A few weeks ago I participated in a panel on ethics at a ‘Future of Finance’ conference at Oxford’s Saïd Business School. An audience member asked our panel to comment on herding behaviour in banks, and since then I’ve been giving this issue some more thought. To what extent can human herding be explained in terms of the same goals that motivate herding in other social species?
In human societies, herding often involves people using the actions of others as a guide to sensible behavior, instead of independently seeking out high-quality information about the likely outcomes of these actions. Herding can be particularly destructive in market contexts, because blind faith in market trends by a swarm of individuals can lead to huge bubbles and devastating crashes. But if herding can lead to outcomes that are so damaging and maladaptive at the level of the society, then why did it evolve in the first place? Because herding evolved to benefit individuals, not groups or societies.

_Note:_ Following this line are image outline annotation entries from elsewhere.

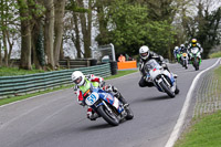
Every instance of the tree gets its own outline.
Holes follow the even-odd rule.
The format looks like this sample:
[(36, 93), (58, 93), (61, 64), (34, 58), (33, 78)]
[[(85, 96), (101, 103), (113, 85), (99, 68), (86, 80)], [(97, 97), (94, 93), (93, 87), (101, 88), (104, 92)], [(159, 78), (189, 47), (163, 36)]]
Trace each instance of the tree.
[(31, 28), (28, 0), (18, 0), (21, 17), (21, 60), (20, 67), (31, 70)]
[[(81, 8), (84, 8), (84, 2), (82, 0), (77, 0), (77, 4)], [(81, 27), (84, 42), (84, 57), (91, 57), (91, 49), (92, 45), (92, 0), (88, 0), (88, 10), (87, 13), (81, 13)]]
[(0, 0), (0, 32), (2, 41), (2, 48), (4, 52), (3, 63), (8, 66), (12, 48), (14, 44), (14, 39), (17, 38), (18, 30), (17, 21), (17, 2), (14, 0)]
[(55, 20), (54, 20), (54, 64), (59, 66), (60, 50), (62, 48), (62, 36), (63, 36), (63, 18), (64, 8), (66, 0), (54, 0)]
[(167, 20), (150, 20), (146, 6), (128, 0), (113, 1), (106, 10), (109, 24), (107, 34), (117, 53), (129, 52), (135, 55), (146, 44), (150, 50), (168, 55), (167, 49), (173, 41), (173, 32)]
[(44, 0), (45, 21), (44, 21), (44, 50), (46, 64), (54, 70), (54, 1)]
[[(88, 9), (84, 8), (84, 6), (80, 6), (77, 1), (69, 1), (66, 6), (67, 14), (71, 12), (71, 17), (66, 20), (66, 39), (71, 39), (74, 43), (77, 57), (81, 59), (82, 52), (81, 43), (84, 42), (84, 39), (81, 38), (81, 14), (85, 14), (88, 12)], [(84, 35), (85, 36), (85, 35)]]

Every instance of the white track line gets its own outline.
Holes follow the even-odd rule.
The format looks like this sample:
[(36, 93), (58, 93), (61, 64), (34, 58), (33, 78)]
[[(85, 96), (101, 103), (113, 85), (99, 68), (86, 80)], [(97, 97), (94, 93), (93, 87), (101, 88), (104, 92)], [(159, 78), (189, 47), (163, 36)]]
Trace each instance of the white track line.
[(188, 91), (188, 94), (187, 94), (185, 104), (183, 104), (183, 106), (182, 106), (182, 111), (181, 111), (181, 113), (180, 113), (180, 115), (179, 115), (179, 118), (178, 118), (178, 120), (177, 120), (177, 124), (176, 124), (176, 126), (173, 127), (173, 130), (172, 130), (172, 133), (170, 134), (170, 137), (169, 137), (169, 139), (168, 139), (168, 141), (167, 141), (167, 144), (166, 144), (165, 147), (172, 147), (172, 146), (175, 145), (176, 140), (178, 139), (179, 135), (180, 135), (180, 130), (181, 130), (181, 127), (182, 127), (183, 124), (185, 124), (185, 118), (186, 118), (186, 116), (187, 116), (187, 111), (188, 111), (188, 108), (189, 108), (190, 99), (191, 99), (191, 97), (192, 97), (192, 93), (193, 93), (193, 91), (194, 91), (194, 87), (196, 87), (196, 85), (197, 85), (198, 80), (200, 78), (200, 76), (201, 76), (204, 72), (209, 71), (210, 69), (212, 69), (212, 67), (214, 67), (217, 64), (219, 64), (219, 62), (220, 62), (220, 64), (221, 64), (221, 59), (218, 59), (218, 61), (217, 61), (212, 66), (210, 66), (210, 67), (208, 67), (208, 69), (201, 71), (201, 72), (194, 77), (194, 80), (193, 80), (193, 82), (192, 82), (192, 84), (191, 84), (191, 86), (190, 86), (190, 88), (189, 88), (189, 91)]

We’re used to thinking of social groups as fundamentally cooperative entities, but with some kinds of groups, nothing could be further from the truth. In fact, the best-known biological theory of herding, William Hamilton’s “selfish herd” idea , proposes that herds are the result of individuals trying to ensure that other members of their species, rather than themselves, will get eaten by predators. According to this theory, in many social aggregations, the risk of predation is higher at the periphery than at the center. A herd’s form and movement can be the result of individuals competing to stay close to this center, so that other individuals end up between themselves and the predators. Selfish herds have been proposed to occur in many different species, from wasps to guppies to sheep [2-4].